But what you are saying as quoted is replacing one form of violence with another - and this is similarily true in "modern" child education; physical violence is banned, and more often than not replaced by psychological violence. In my personal feelings keeps creeping the suspicion, that the damage done to the "educated" is worse.
I do agree with this. I started to see kids playing truant all the time around Newcastle starting in the early nineties. No-one has the right anymore to drag their worthless hides back to school and give them 10 raps with a big stick. There is a particular fear to painful punishment that also keeps kids in line more. Sad but true.
Now these kids hang around street corners, shopping malls, parks and so on drinking cheap cider and trying to get grown-ups like me to buy them booze and cigarettes. Then they'll go and get themselves knocked up to avoid school further and get an automatic council house. Living the rest of their lives without jobs and spawning another race of b#stards (literally-the fathers don't stick around) into the world.
Their parents are to blame too, as they are drunk, undiciplined morons catatonic in front of their TV's. They hit their kids for no reason, making punishment senseless, driving them from their homes.
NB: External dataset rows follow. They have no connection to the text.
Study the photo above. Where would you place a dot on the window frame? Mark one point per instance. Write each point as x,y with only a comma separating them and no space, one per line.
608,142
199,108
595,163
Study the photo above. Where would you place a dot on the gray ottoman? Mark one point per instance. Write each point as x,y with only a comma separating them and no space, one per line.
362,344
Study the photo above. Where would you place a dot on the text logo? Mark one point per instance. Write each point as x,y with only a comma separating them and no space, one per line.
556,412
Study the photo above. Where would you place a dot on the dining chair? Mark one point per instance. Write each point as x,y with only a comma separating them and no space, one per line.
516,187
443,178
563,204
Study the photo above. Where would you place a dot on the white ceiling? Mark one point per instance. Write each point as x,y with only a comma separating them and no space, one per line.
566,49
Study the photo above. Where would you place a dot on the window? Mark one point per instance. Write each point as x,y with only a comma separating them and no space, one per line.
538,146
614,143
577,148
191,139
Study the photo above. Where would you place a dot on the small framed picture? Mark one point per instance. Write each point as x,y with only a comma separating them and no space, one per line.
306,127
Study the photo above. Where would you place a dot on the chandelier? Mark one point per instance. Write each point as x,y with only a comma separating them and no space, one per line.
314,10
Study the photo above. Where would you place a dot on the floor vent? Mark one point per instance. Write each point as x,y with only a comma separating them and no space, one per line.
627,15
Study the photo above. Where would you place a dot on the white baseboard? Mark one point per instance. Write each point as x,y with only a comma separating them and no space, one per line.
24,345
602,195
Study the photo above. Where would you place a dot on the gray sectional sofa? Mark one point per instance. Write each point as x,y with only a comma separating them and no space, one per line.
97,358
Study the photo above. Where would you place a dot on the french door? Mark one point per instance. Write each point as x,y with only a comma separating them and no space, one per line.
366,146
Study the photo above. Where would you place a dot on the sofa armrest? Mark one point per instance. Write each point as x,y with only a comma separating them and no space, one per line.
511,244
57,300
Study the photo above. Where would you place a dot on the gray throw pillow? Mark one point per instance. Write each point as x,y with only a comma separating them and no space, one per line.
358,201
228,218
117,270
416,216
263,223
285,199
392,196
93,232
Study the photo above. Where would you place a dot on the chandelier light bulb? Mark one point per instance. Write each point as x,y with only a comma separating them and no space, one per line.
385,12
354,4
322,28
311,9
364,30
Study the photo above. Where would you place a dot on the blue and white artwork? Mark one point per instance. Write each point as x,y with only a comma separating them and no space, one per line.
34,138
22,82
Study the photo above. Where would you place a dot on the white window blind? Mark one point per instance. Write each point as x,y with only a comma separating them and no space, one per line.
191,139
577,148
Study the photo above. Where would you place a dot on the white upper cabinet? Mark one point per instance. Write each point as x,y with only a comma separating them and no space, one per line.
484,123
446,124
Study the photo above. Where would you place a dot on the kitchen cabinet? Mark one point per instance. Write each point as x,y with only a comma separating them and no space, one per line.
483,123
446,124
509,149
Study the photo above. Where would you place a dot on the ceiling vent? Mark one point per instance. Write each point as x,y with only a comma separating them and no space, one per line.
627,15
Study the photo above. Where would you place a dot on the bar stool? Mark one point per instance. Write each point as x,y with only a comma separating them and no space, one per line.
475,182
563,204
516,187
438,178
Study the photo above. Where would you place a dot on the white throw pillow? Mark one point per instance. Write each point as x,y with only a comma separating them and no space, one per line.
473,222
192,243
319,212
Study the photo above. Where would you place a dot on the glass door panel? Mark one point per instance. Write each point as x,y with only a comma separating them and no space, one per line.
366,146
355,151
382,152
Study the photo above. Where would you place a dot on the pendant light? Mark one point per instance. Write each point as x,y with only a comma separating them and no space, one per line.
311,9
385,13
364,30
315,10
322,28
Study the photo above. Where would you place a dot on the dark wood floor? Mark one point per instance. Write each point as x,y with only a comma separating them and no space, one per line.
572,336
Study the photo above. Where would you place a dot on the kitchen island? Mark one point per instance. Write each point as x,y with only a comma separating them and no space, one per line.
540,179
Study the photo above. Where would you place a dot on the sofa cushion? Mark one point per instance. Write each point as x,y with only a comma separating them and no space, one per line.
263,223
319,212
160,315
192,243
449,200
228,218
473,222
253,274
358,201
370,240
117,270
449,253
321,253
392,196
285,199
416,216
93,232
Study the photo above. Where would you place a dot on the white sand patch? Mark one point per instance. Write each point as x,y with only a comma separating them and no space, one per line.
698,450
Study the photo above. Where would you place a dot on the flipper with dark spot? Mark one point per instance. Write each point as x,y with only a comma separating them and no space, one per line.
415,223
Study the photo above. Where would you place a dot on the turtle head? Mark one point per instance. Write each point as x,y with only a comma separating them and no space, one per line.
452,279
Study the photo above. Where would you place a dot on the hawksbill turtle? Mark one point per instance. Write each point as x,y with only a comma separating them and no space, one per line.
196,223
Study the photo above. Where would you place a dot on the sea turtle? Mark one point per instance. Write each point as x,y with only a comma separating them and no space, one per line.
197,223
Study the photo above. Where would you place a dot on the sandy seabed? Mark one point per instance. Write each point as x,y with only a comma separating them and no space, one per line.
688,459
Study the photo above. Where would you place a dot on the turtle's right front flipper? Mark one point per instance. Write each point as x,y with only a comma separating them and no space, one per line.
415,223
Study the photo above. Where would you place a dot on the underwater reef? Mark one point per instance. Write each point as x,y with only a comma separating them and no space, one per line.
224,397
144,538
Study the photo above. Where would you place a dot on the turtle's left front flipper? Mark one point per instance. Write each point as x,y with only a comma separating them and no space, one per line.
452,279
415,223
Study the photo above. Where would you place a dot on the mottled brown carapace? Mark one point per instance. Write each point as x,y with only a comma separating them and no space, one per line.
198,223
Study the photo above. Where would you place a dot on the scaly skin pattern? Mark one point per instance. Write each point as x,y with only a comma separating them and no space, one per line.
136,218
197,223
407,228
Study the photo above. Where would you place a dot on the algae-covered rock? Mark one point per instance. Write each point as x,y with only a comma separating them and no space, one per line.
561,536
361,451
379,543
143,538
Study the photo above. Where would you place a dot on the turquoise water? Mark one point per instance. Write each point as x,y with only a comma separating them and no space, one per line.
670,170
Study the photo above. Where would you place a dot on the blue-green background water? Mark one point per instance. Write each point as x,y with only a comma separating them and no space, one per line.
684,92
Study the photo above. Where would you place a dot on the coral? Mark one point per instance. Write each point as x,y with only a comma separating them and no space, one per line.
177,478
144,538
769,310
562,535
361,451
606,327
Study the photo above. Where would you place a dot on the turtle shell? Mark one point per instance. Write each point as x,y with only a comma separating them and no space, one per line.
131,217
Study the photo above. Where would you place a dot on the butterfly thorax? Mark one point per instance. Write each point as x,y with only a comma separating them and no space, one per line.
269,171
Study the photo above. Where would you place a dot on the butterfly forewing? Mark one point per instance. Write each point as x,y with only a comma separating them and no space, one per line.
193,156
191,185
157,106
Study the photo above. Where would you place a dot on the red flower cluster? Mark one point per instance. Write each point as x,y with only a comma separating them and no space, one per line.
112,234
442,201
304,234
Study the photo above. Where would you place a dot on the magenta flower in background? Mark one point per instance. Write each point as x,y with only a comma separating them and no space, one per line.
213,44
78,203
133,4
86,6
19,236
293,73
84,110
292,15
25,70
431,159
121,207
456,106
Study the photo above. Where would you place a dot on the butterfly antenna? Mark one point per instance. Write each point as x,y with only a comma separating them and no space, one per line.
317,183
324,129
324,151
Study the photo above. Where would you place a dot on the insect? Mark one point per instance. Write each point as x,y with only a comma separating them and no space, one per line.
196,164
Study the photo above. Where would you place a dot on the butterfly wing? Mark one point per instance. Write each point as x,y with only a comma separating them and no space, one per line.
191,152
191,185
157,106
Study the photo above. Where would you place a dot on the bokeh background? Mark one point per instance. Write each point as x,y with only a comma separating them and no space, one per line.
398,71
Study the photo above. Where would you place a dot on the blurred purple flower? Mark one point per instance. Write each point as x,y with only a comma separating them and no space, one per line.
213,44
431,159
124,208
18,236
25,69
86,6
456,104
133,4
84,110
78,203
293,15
What I guess I'm trying to say is that I was raised in poverty exactly like this but my mother (single parent) was intelligent enough to teach me good morals.
Therefore, my point is that my parental guidance was very important to me. My guiding light that gave me a sense of purpose and lit a fire under my as# to get out and do something better with my life. Achieve something my parents had not. Get out of the slum.
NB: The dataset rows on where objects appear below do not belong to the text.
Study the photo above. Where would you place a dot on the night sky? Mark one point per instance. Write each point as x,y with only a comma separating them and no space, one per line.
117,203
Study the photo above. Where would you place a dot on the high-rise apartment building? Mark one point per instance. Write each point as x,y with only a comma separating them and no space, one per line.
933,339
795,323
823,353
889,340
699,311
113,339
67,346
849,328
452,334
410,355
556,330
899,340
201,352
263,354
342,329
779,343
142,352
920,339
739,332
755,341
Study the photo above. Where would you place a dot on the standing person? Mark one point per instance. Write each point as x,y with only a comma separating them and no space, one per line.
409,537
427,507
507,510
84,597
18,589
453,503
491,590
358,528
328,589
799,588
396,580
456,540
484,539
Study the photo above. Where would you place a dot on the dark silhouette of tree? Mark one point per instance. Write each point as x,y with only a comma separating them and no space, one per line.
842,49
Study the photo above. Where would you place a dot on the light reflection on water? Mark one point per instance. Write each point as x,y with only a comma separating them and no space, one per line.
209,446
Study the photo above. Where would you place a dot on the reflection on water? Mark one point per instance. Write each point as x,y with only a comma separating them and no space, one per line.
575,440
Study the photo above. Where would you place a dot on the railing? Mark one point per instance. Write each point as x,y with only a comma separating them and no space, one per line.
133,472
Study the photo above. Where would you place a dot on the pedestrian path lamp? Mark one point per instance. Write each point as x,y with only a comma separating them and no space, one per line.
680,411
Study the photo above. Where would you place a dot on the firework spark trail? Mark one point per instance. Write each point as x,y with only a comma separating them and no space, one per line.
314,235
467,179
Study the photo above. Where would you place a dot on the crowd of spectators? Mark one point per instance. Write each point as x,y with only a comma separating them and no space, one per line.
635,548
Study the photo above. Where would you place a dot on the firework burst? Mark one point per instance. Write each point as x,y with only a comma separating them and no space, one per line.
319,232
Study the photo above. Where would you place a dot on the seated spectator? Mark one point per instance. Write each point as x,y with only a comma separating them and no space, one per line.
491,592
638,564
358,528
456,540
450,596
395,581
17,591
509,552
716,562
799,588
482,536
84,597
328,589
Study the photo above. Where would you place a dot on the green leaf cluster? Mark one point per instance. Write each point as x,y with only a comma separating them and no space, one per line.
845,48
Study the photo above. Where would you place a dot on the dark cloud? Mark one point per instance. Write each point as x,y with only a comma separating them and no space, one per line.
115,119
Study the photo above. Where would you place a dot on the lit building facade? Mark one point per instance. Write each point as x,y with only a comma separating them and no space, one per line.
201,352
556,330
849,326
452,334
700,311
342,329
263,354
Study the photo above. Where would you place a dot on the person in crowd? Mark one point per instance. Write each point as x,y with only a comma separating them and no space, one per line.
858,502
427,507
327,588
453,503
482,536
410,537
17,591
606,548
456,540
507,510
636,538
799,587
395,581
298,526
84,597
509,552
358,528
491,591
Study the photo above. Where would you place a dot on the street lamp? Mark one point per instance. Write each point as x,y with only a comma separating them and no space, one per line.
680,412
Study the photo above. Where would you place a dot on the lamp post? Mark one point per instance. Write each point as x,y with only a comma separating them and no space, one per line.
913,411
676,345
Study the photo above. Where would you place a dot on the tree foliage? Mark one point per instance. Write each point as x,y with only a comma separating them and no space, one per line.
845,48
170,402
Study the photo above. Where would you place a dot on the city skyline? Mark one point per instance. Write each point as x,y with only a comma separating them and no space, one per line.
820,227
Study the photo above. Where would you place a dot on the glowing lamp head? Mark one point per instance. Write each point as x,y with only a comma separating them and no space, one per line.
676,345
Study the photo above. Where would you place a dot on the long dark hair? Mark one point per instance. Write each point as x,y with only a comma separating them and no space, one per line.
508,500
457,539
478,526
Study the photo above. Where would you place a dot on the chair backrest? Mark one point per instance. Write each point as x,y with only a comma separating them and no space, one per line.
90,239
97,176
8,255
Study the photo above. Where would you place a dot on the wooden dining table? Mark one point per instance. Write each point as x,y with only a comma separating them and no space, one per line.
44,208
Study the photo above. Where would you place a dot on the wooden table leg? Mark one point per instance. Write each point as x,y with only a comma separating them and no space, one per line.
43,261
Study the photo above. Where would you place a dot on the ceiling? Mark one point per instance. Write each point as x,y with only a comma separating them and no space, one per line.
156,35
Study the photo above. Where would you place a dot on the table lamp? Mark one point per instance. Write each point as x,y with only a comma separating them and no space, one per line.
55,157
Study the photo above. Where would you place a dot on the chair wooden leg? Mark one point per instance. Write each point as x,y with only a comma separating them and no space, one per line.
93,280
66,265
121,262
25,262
Short note on how kids are treated over here. The problem ones are diagnosed with ADD now and sent to therapists. Doped out with ritalin (sp?) to make them behave. That's f*cked up IMO. Parents don't seem to talk to their kids over here. They rely on school, TV, computers, drugs and basically ANYTHING but their own guidance and wisdom to educate their young ones. Its sickening. A really, really sad reflection upon today's society.
Kiya: The feeling of 'revenge' for physical punishment exists, I've had it before. The thing is it goes away, the 'reason' why you were punished remains to educate you because the punishment was direct and simple. You remember it better than therapy or drugs. Actually because I believe it stimulates an old animal instict within us that will link pain with self-preservation. Making us very wary of doing the same thing again.